Bellasis causeway connecting Mazagaon to Byculla and Malabar Hill was laid and the British Armory also relocated from Fort to Gunpowder Lane in Byculla.

The migration of so many influential people necessitated a social club. By the time the Byculla Club was established, Byculla was Mumbai’s most fashionable neighborhood. Membership was highly sought after despite a princely Rs 300 entry fee.

In Law and Identity in Colonial South Asia, Sharafi writes that the Byculla Club didn’t permit non–white members or women except during balls or galas.

After the 1857 Mutiny things began moving slowly, downhill both for the British and the Byculla club. Novelist Kincaid notes the tension between the two races over club membership was akin to caste tussles over entry to a temple.

In retaliation to these restrictions Indians opened similar clubs like the Pathare Prabhu Social Samaj (1888).
In 1853 Byculla became a stop on India’s first railway line making it accessible to the working class.

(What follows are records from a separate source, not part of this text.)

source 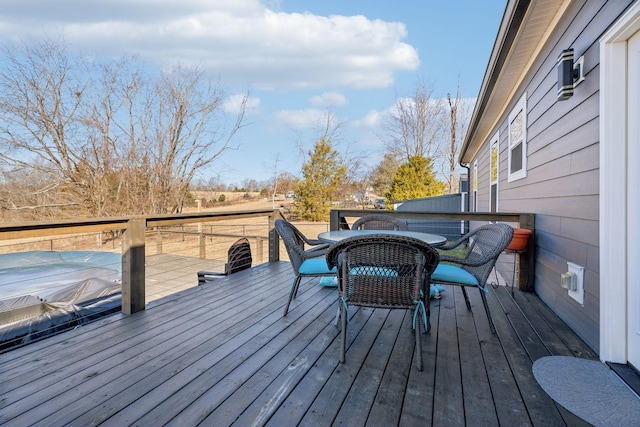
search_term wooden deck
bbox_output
[0,262,596,426]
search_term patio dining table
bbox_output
[318,230,447,248]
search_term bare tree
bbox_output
[438,87,472,194]
[149,67,248,213]
[0,40,248,215]
[382,82,442,161]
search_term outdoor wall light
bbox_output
[558,49,584,101]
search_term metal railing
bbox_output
[0,209,282,314]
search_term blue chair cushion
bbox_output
[431,264,479,286]
[298,257,337,275]
[320,276,338,288]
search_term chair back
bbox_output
[450,223,513,286]
[224,237,253,274]
[352,214,409,231]
[274,219,304,273]
[327,234,439,308]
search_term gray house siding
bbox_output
[470,1,632,351]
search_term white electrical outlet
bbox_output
[567,262,584,305]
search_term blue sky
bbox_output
[0,0,506,184]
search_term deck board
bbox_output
[0,259,597,426]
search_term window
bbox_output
[473,160,478,212]
[489,133,500,212]
[508,93,527,182]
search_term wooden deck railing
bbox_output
[0,210,282,314]
[0,209,535,314]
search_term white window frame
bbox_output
[489,132,500,212]
[507,92,527,182]
[473,159,478,212]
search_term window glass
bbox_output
[508,93,527,182]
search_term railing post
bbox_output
[269,211,280,262]
[122,218,146,314]
[256,237,264,263]
[156,227,162,254]
[198,232,207,259]
[514,214,536,291]
[329,210,340,230]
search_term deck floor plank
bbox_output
[0,256,597,426]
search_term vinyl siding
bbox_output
[468,0,632,351]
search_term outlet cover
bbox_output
[567,262,584,305]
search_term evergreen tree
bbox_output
[292,138,347,221]
[385,155,446,201]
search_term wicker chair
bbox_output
[198,237,253,285]
[275,219,336,316]
[351,214,409,231]
[431,224,513,334]
[327,234,439,370]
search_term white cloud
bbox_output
[222,93,260,114]
[274,108,327,130]
[309,92,347,107]
[0,0,419,88]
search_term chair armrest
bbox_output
[304,243,331,258]
[440,254,493,267]
[436,237,469,251]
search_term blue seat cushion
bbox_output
[431,264,479,286]
[320,276,338,288]
[298,257,337,275]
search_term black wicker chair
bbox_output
[431,223,513,334]
[327,233,439,370]
[198,237,253,285]
[275,219,336,316]
[351,214,409,231]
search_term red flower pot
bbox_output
[506,228,532,251]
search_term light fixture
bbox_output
[558,49,584,101]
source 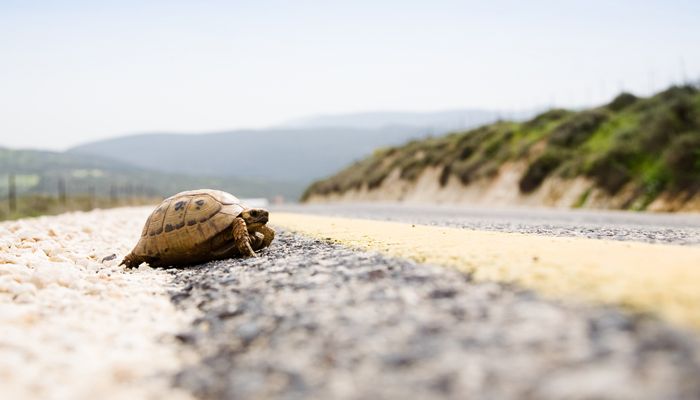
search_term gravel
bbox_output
[169,231,700,399]
[0,208,190,400]
[273,203,700,246]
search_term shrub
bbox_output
[663,131,700,190]
[519,150,565,193]
[549,110,608,148]
[524,108,572,129]
[588,145,639,195]
[607,92,639,111]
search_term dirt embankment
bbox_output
[306,162,700,212]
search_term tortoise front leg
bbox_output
[250,225,275,250]
[248,231,265,250]
[232,217,257,257]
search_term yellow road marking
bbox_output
[271,213,700,331]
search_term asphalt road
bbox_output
[171,228,700,399]
[272,203,700,246]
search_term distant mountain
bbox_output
[283,109,533,134]
[68,110,525,186]
[68,127,427,183]
[0,148,299,199]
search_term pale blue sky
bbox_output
[0,0,700,149]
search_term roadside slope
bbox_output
[303,86,700,211]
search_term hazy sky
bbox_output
[0,0,700,149]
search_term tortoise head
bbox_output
[240,208,270,228]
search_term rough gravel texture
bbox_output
[0,208,190,400]
[273,203,700,246]
[170,232,700,400]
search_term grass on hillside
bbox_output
[302,86,700,209]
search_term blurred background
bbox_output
[0,0,700,219]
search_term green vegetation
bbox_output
[0,195,162,221]
[302,86,700,209]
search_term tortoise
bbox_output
[121,189,275,268]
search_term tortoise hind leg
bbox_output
[119,253,146,269]
[119,253,163,269]
[251,225,275,250]
[232,217,257,257]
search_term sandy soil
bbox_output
[0,208,189,399]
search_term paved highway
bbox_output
[273,203,700,246]
[171,205,700,399]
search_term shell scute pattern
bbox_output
[127,189,250,264]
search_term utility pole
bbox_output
[58,178,67,206]
[7,173,17,213]
[88,185,97,210]
[109,184,117,206]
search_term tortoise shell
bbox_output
[132,189,246,264]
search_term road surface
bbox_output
[273,203,700,246]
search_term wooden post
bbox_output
[88,185,97,210]
[58,178,67,206]
[7,173,17,213]
[109,184,117,206]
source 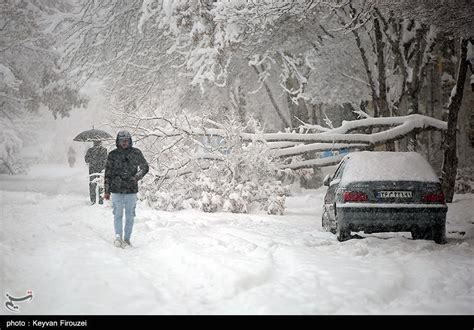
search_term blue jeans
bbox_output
[112,193,137,240]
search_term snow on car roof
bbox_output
[341,151,439,184]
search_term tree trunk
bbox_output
[374,17,395,151]
[442,39,469,203]
[285,77,313,128]
[407,91,418,151]
[252,65,291,127]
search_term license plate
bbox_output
[377,190,413,198]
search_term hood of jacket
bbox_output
[115,131,133,149]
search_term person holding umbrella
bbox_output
[84,140,107,205]
[73,126,113,205]
[104,131,149,248]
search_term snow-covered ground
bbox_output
[0,165,474,314]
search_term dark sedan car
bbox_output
[322,151,448,244]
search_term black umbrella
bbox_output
[73,128,112,142]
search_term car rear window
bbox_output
[341,151,439,184]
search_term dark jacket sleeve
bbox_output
[135,149,149,181]
[104,154,112,194]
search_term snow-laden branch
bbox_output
[129,114,447,169]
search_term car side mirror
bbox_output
[323,174,332,187]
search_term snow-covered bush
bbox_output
[140,115,289,214]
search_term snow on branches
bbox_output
[120,111,446,214]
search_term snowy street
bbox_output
[0,165,474,315]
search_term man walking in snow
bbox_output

Mills like the Byculla Iron Works sprang up and suddenly Byculla wasn’t exclusive anymore. Even the construction of the Victoria Albert Museum in 1871, a replica of its London cousin, (now the newly renovated and renamed Bhau Daji Lad) couldn’t stop the decline.

In 1896 the Bubonic Plague in Bombay launched an exodus from Byculla.

The Turf Club moved out, in 1904 the Taj Mahal Hotel was founded in 1904 opened it doors to Indians and the Yacht Club moved into Apollo Bunder. In 1920 the Byculla club property was auctioned off for 45 lakhs.

Alice Roosevelt said “You can’t make a soufflé rise twice.” but Byculla is in the throes of resurgence with refurbishments of schools and museums, new high rises and office spaces. Perhaps some young chef will open a brasserie and serve up the Byculla Soufflé again.